Some of you have asked -- and no, these are not my real eyelashes:
Here's what they actually look like (although those three on the very right are obviously fake):
My friend Roxie tells me I shouldn't tell people they're fake. I should just smile and say "thank you" when complimented. I can't handle the stress. What if somebody found out somehow that they aren't real and I wasn't the one who told them? This is why I can never get boob implants.
I go to a place in Edina where I bought a membership for $60 a month to get them "filled". A lady named Doua dims the lights, puts on some very relaxing music and proceeds to glue an individual fake eyelash to each of my invisible ones while I sleep. Of course I sleep. There's relaxing music! I made her take this next photo. As you can see, at the end of three weeks most of them have fallen out and it's time to get them "filled" and I procrastinated just a bit too long. Those white things separate my bottom lashes so she doesn't glue my eyes shut.
I know that I fall asleep because I frequently wake myself up mid-snore. The way that I snore is so funny too it's like a "PAAAAAAA" [breathe in]...."PAAAAA"...[breathe in]..."PAAAAAA". I begged Doua to take a video of the snoring but I think she was too embarrassed because she didn't do it.

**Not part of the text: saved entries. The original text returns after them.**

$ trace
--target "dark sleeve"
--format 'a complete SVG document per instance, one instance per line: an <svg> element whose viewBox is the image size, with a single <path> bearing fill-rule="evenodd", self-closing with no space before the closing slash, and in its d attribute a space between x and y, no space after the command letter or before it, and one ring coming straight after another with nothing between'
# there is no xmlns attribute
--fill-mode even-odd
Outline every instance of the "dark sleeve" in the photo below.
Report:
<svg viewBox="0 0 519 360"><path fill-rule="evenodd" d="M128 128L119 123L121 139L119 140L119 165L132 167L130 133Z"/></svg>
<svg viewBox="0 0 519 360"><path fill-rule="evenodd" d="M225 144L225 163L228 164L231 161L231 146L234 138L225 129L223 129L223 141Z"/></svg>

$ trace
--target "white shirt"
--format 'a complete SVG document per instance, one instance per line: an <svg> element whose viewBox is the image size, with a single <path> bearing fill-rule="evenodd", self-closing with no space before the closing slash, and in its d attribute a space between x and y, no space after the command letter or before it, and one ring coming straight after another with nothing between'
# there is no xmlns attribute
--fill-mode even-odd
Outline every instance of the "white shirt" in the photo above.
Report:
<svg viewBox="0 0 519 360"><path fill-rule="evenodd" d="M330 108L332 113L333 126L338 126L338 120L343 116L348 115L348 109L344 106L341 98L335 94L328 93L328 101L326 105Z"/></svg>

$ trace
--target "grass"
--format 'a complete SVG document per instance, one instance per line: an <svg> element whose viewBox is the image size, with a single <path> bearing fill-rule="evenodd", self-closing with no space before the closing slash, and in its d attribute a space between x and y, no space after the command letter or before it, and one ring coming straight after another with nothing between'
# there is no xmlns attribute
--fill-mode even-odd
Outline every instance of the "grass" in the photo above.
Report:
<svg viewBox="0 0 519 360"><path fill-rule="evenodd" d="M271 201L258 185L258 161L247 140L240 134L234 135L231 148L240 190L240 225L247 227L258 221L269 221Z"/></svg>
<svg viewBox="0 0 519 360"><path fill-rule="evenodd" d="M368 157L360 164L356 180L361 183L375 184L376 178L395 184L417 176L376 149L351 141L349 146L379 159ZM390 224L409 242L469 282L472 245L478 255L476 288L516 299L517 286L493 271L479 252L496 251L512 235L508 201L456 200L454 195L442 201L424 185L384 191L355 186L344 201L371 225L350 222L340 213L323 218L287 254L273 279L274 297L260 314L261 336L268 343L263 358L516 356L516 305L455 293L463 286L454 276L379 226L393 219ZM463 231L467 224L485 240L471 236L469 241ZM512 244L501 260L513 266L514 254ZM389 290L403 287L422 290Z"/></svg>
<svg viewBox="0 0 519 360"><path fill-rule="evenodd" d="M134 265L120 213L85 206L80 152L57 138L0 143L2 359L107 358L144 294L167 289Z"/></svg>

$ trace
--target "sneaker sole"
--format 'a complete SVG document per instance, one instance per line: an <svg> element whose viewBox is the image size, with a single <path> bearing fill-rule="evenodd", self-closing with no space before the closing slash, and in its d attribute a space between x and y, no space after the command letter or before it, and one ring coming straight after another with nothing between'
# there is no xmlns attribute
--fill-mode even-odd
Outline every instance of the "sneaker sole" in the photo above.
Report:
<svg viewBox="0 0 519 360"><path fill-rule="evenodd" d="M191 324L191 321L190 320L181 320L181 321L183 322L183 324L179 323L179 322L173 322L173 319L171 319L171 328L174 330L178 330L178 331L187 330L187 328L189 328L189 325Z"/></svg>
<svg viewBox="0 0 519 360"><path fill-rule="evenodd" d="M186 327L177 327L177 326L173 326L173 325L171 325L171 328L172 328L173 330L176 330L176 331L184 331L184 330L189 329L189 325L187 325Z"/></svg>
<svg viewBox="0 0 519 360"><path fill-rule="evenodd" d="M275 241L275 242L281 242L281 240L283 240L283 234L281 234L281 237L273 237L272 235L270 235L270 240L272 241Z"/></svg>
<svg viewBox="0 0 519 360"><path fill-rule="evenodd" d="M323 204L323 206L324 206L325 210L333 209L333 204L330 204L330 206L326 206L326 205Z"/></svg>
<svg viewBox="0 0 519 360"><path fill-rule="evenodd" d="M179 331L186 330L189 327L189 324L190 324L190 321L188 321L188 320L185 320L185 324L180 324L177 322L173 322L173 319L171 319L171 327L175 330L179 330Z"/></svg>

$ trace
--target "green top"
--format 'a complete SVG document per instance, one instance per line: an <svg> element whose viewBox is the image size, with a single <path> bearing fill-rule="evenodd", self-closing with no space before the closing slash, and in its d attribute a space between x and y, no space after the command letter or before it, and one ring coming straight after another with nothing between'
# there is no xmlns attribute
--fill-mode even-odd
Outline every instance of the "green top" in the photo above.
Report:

I think they're worth every penny. If not just for the opportunity once a month to take that delicious snore-nap.
Fake or Real, they are Fabulashious!
Oh, by the way, the other day I was using the vacuum in "your bedroom" and I found an eyelash extension. Made me think about you. I pondered the question, "How much did this eyelash cost Kady?" Then I vacuumed it up.
I think that every time I see one too! And I find them everywhere. (Like in your pasta salad.)